Tokk tokk!
Ketukan pintu itu membuat Belle yang sedang sarapan terusik. ia memilih mengabaikan, namun ketukan di luar makin mengeras membuat Belle jengkel, siapa sepagi ini yang berani menganggunya.
Dengan langkah kesal, Belle berjalan menuju pintu. dan, saat terbuka menampil kan wajah seseorang yang sangat amat ia hindari.
Papanya.
Belle yang tak ingin melihat wajah itu, berusaha menutup pintu apartemen nya kembali, namun di tahan oleh kedua tangan milik Papanya.
"Belle dengerin Papa dulu.."
Belle memberi sorot wajah tak suka dengan terang terangan, "Mau apa Papa kesini?!"

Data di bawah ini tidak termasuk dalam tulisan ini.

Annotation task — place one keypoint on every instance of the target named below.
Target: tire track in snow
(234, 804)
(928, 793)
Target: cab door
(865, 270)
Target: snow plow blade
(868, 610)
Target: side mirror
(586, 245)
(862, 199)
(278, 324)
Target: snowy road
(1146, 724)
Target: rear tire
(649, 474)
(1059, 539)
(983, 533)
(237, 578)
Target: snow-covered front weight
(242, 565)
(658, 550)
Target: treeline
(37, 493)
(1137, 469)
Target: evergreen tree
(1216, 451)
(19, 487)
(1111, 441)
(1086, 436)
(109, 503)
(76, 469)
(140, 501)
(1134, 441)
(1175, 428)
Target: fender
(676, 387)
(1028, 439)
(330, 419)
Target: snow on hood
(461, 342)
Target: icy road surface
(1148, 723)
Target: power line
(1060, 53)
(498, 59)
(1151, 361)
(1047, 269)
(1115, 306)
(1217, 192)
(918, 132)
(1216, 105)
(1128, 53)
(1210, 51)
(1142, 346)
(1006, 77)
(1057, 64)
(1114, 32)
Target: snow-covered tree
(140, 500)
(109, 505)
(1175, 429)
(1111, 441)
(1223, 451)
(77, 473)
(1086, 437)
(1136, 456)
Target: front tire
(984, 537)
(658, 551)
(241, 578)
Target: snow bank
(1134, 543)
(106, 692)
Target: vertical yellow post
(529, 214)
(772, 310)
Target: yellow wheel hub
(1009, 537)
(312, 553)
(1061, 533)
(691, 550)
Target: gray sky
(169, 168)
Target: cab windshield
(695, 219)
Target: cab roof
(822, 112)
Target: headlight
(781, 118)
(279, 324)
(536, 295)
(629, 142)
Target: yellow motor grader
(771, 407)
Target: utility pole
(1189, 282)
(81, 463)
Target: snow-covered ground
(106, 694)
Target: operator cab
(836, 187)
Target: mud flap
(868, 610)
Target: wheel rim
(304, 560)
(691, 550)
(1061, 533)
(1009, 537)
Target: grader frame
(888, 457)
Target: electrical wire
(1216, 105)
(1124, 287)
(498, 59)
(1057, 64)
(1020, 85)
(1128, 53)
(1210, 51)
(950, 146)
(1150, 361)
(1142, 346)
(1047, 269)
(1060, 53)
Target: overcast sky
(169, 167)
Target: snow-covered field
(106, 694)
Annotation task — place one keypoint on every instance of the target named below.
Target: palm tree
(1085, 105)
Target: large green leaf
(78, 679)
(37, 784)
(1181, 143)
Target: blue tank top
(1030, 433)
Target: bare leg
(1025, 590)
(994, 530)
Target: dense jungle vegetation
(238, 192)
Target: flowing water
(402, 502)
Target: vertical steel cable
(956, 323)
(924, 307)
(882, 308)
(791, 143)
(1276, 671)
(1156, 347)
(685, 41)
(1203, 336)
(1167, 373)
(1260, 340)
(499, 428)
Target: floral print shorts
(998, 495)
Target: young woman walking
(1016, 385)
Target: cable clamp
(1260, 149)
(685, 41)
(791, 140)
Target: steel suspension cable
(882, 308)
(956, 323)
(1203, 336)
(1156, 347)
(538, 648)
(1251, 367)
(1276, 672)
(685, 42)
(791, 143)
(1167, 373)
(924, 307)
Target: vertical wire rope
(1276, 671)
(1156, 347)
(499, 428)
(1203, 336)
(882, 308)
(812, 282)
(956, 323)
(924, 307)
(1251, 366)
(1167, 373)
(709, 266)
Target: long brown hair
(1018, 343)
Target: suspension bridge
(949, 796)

"Izinin Papa masuk sayang.." mohon Putra berharap putrinya mau mengizinkan nya masuk.
"Tempat tinggal ku terlalu menjijikan buat orang penting kayak Papa, lebih baik Papa pergi sekarang juga!" jawab Belle dengan nada benci yang sangat kentara.
"Untuk kali ini saja.." mata itu menyiratkan permohonan, untuk pertama kalinya. Papanya memohon sesuatu yang sebenarnya bisa dengan sangat mudah ia lakukan.
Belle mendengus kasar, "Masuk!"
Putra tersenyum mendengar itu.
Saat Putra masuk, matanya di suguhkan oleh beberapa foto Belle yang tertempel di dinding dengan rapih, benar-benar tak ada foto Keluarga atau temannya. Putra tersenyum kecut, menyadari betapa sendiriannya putrinya selama ini.
"Kamu sedang sarapan?" tanya Putra berusaha mencairkan suasana, yang hanya di balas oleh keterdiaman.
"Bagaimana kabar kamu?"
"Baik"
"Lalu?"
"Apa?"
"A-apa kamu tidak merindukan Papah sama Mama?" tanya Putra memancing.
"Jangan mimpi, gak akan ada perasaan rindu untuk kalian." jawaban telak itu membuat Putra bungkam, Belle berusaha menata hatinya kembali, setelah apa yang ia ucapkan. ia tak dapat menyangkal dia sangat amat rindu kedua orang tua nya, keadaan yang membuatnya merumit.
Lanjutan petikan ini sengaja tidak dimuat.